- Born: Veronza Leon Curtis Bowers Jr. February 4, 1946 (age 80)
- Criminal status: Released
- Conviction: First degree murder of a federal employee (18 U.S.C. §§ 1111 and 1114)
- Criminal penalty: Life imprisonment

Details
- Victims: 1

= Veronza Bowers Jr. =

Black Panther Party member

Veronza Leon Curtis Bowers Jr. (born February 4, 1946) is a former member of the Black Panther Party, and musician. He was sentenced to life imprisonment after being convicted by a jury on the charge of first degree murder of U.S. park ranger Kenneth Patrick at Point Reyes National Seashore in 1973. According to a 1976 Ninth Circuit Court of Appeal opinion affirming the denial of a motion to suppress evidence obtained with a search warrant at a residence, the evidence against Bowers included physical evidence connecting him to the scene of the crime.

The primary evidence also included the eye-witness testimony from a co-defendant who stated he was one of two other people in the car when Bowers shot Ranger Patrick when Ranger Patrick approached the car on suspicion the occupants were deer poaching.

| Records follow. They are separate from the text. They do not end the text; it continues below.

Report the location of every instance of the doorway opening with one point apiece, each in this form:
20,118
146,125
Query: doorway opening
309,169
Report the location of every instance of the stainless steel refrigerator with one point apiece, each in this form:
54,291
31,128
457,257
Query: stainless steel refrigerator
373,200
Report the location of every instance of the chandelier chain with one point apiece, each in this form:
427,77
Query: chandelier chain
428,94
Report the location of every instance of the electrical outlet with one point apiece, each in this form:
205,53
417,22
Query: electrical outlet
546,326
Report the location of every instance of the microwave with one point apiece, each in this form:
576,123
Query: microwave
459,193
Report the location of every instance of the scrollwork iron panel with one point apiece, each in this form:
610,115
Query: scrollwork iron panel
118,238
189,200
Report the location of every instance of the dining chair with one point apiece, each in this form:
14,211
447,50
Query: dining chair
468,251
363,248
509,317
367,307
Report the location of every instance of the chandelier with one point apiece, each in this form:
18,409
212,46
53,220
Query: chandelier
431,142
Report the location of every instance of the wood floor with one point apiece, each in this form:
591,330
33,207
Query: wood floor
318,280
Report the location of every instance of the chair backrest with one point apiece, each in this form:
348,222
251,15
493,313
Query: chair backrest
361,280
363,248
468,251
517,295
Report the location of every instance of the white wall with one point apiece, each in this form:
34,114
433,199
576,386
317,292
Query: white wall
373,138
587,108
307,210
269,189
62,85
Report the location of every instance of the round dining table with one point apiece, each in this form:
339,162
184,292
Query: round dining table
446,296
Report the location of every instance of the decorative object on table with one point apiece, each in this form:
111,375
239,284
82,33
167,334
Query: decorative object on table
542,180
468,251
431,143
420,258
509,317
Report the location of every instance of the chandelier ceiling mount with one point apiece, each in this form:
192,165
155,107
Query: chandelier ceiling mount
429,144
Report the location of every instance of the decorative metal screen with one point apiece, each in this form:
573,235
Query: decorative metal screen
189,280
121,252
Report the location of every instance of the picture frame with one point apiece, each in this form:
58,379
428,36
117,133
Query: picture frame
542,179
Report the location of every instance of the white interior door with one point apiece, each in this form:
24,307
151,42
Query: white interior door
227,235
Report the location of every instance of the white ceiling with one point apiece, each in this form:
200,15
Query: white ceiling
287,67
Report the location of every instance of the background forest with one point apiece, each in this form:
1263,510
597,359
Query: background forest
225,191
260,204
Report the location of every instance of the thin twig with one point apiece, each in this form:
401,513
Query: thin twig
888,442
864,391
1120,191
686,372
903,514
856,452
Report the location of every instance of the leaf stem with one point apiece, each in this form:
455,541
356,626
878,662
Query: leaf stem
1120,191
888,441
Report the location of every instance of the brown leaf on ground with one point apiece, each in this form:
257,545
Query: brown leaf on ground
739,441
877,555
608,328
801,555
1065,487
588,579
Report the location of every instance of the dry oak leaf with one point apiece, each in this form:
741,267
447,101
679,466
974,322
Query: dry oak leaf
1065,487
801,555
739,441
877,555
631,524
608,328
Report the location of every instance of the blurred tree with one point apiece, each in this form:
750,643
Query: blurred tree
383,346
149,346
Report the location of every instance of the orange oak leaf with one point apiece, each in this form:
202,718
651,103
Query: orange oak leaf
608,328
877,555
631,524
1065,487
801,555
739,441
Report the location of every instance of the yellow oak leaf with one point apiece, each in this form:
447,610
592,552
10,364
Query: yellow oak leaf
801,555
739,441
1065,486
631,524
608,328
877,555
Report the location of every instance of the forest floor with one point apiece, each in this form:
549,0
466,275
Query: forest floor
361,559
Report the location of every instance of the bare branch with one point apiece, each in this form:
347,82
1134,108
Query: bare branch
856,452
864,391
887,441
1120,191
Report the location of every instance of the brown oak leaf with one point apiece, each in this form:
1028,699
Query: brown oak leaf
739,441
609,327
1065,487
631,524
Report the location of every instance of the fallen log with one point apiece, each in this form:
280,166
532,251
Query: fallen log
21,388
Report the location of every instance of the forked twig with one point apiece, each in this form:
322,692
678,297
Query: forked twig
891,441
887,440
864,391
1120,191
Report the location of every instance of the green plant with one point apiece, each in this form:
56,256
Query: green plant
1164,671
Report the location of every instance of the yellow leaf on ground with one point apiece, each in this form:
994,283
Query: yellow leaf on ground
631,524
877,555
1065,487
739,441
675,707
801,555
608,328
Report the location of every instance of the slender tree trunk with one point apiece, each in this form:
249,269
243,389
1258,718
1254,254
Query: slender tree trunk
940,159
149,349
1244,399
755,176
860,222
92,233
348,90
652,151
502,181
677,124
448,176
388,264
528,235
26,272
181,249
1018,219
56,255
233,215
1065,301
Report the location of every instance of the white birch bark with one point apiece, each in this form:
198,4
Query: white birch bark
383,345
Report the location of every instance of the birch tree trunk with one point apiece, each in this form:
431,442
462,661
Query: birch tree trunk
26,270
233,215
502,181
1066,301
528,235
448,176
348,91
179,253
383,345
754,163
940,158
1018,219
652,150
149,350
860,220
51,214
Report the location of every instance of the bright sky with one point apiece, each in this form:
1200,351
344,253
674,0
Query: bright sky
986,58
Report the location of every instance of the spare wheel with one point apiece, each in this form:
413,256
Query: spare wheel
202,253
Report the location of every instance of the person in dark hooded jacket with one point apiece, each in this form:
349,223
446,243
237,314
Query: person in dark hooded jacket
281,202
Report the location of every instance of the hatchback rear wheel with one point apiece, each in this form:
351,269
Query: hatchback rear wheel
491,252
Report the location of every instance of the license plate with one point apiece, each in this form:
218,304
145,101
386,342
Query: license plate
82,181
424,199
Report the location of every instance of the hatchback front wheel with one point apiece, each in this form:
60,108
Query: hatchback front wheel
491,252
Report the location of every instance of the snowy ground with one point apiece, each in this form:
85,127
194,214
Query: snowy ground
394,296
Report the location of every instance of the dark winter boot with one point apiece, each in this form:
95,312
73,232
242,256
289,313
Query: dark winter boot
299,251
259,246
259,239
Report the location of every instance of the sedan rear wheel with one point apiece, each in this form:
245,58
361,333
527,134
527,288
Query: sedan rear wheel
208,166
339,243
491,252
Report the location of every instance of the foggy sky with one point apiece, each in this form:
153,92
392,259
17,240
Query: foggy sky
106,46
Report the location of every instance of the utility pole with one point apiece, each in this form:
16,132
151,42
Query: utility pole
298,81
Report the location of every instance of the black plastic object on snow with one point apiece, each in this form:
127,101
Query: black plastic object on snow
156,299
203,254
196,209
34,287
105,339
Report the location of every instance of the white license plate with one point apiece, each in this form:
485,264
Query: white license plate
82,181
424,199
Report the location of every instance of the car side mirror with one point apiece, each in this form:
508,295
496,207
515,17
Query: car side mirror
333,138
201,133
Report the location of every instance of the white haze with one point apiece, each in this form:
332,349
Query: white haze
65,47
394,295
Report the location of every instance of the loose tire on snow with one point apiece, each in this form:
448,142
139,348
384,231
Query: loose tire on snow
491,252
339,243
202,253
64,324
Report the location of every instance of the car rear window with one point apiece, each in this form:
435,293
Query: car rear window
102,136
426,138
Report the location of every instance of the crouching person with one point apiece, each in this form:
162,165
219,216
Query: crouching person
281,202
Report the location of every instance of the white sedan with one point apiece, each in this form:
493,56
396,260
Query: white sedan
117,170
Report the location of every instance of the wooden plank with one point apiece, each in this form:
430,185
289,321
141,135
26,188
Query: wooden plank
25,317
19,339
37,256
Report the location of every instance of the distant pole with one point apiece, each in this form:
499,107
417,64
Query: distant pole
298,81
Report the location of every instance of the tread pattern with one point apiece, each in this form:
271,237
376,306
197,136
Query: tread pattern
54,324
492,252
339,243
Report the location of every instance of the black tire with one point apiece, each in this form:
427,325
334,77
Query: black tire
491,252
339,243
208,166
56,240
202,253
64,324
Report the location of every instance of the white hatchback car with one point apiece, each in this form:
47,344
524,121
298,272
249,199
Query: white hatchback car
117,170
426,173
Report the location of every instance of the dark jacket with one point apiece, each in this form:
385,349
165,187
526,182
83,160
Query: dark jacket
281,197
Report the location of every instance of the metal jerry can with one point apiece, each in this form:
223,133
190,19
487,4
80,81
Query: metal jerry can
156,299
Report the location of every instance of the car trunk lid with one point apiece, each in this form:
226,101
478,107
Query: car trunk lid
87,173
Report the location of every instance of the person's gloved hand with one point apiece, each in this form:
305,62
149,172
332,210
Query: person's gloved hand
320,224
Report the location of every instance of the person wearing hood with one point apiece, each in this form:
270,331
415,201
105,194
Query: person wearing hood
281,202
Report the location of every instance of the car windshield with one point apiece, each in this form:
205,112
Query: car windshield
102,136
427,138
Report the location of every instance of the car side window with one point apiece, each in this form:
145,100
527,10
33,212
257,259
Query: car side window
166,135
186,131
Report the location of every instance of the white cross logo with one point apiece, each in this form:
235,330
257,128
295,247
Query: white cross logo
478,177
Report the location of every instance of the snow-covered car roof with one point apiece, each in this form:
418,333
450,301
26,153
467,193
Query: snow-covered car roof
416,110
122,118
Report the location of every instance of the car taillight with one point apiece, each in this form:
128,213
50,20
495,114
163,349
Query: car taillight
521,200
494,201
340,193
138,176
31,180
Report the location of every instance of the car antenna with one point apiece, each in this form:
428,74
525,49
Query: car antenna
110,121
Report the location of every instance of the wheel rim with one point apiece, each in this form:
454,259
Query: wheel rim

The facts of the original case were summarized in a 2011 Eleventh Circuit Court of Appeals opinion in Bowers v. Keller, 651 F.3d 1277 dealing with parole matters. He was incarcerated at a federal correctional institution in North Carolina. He was released on May 7, 2024.

==Early life==
Veronza Bowers Jr. was raised in McAlester, Oklahoma, and later Omaha, Nebraska. His father, Veronza Bowers Sr., was a sergeant in the United States Army. In 1963, Bowers Jr. began his military service in the United States Navy Reserve before graduating Omaha South High School in 1964. Bowers Jr. went active duty in 1966 and was discharged in 1967.

In 1968, the Black Panther Party appointed Eddie Bolden to start a chapter of the organization in Omaha, Nebraska. Soon after, Bolden recruited Bowers to help develop the new chapter. When Bowers relocated to California, he took on leadership of the Richmond chapter of the Party. According to a statement by a former girlfriend included in the affidavit for a search warrant in the murder investigation, Bowers was "kicked out" of the Black Panthers party in Oakland and started his own revolutionary group.

==Incarceration==
Bowers was eligible for mandatory parole after 30 years. In February 2005, 10 months after he served 30 years in prison, his parole was postponed to give the victim's relatives a chance to express their opposition at a new parole hearing. Bowers was denied parole in October 2005 and December 2011. Bowers has maintained his innocence during his entire 46 years of imprisonment, and through all parole hearings.